Agora já é noite cerrada. Ainda são raras as vezes em que me lembro de ligar as luzes assim que também ligo o carro e não é estranho arrancar ainda camuflada pelo manto escuro da noite. A hora ainda está para mudar e por isso parece que a noite só ainda está a começar. Não há carros, não se ouvem passos senão os meus na calçada deste Verão tardio, frente às montras em pausa, esperando que o dia comece finalmente. Não me cruzo com outros condutores, a não ser talvez as carrinhas do pão ou da distribuição de jornais e às vezes sinto que me perguntam o que faço eu a pé a esta hora. Desci hoje para a A5 bem depressa mas antes parei para tentar captar a enorme lua cheia que se via atrás de Monsanto. Nada feito. Os vidros do carro e as doentias luzes amarelas, companheiras de insónia e madrugadores, evitaram que imortalizasse uma gigante bolacha no céu. Subo a alguma velocidade, ainda não há quase trânsito no sentido em que conduzo e a fila no sentido contrário está ainda longe também. Na rádio ninguém fala, as músicas sucedem-se suavemente no éter e a lua espreita entre blocos de apartamentos ainda em silêncio. Da auto-estrada vejo os open spaces vazios, de luzes brancas à espera da ordem para cessarem funções, aguardando os seus moradores que chegarão como formigas num carreiro. Estaciono em frente ao cemitério, como sempre, mas ao contrário de alguns dias à tarde, não sinto qualquer calafrio. Atravesso um andar inteiro de escritórios à escuras, como se aquele tivesse sido sempre o meu posto de trabalho. A máquina do café está desligada e eu, descubro mais tarde, fui incapaz de descobrir o botão on/off mesmo debaixo do meu nariz. São 6:53 e eu precisava de algum café, penso. Abro a janela, esperando passar despercebida, para ver o Sol a nascer. Chega a manhã, tenho Lisboa nas costas e o mundo de pequenos problemas com que me deitei ontem parece ter ficado algures pelo caminho. Há silêncio e a oportunidade de respirar bem fundo - descobri há pouco tempo que sou uma pessoa da manhã.
3 comentários:
Há um travo de bom gosto no titulo deste post.

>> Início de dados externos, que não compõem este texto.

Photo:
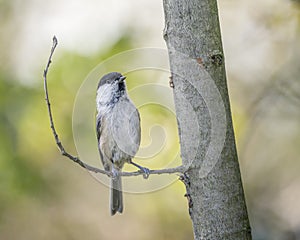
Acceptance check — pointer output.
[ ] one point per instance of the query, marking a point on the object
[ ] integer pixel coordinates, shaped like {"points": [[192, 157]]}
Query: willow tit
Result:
{"points": [[118, 132]]}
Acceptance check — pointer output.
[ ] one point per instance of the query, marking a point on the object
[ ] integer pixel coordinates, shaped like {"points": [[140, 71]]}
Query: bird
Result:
{"points": [[118, 133]]}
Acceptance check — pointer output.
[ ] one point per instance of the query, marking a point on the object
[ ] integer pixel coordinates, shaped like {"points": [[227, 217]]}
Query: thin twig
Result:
{"points": [[75, 159]]}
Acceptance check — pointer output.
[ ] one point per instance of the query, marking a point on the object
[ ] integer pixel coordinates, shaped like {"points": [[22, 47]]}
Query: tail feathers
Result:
{"points": [[116, 196]]}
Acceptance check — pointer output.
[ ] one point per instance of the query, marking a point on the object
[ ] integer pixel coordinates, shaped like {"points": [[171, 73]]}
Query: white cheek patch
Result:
{"points": [[104, 94]]}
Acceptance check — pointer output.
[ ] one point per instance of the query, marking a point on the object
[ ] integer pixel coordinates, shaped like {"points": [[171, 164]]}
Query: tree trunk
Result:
{"points": [[214, 188]]}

Todos os dias, pelas 7h, saio de casa para fazer a corrida que tanto gosto ao longo do rio e com a frequência própria da lua vejo-a a desaparecer no poente enquanto no nascente o sol começa a brilhar ainda tímido, agora que já se nota tão bem como os dias estão mais pequenos.
Chegas ao trabalho às 6h53?
A essa hora ainda estou a comer chocapic em frente à sic notícias, a chorar pela cama perdida.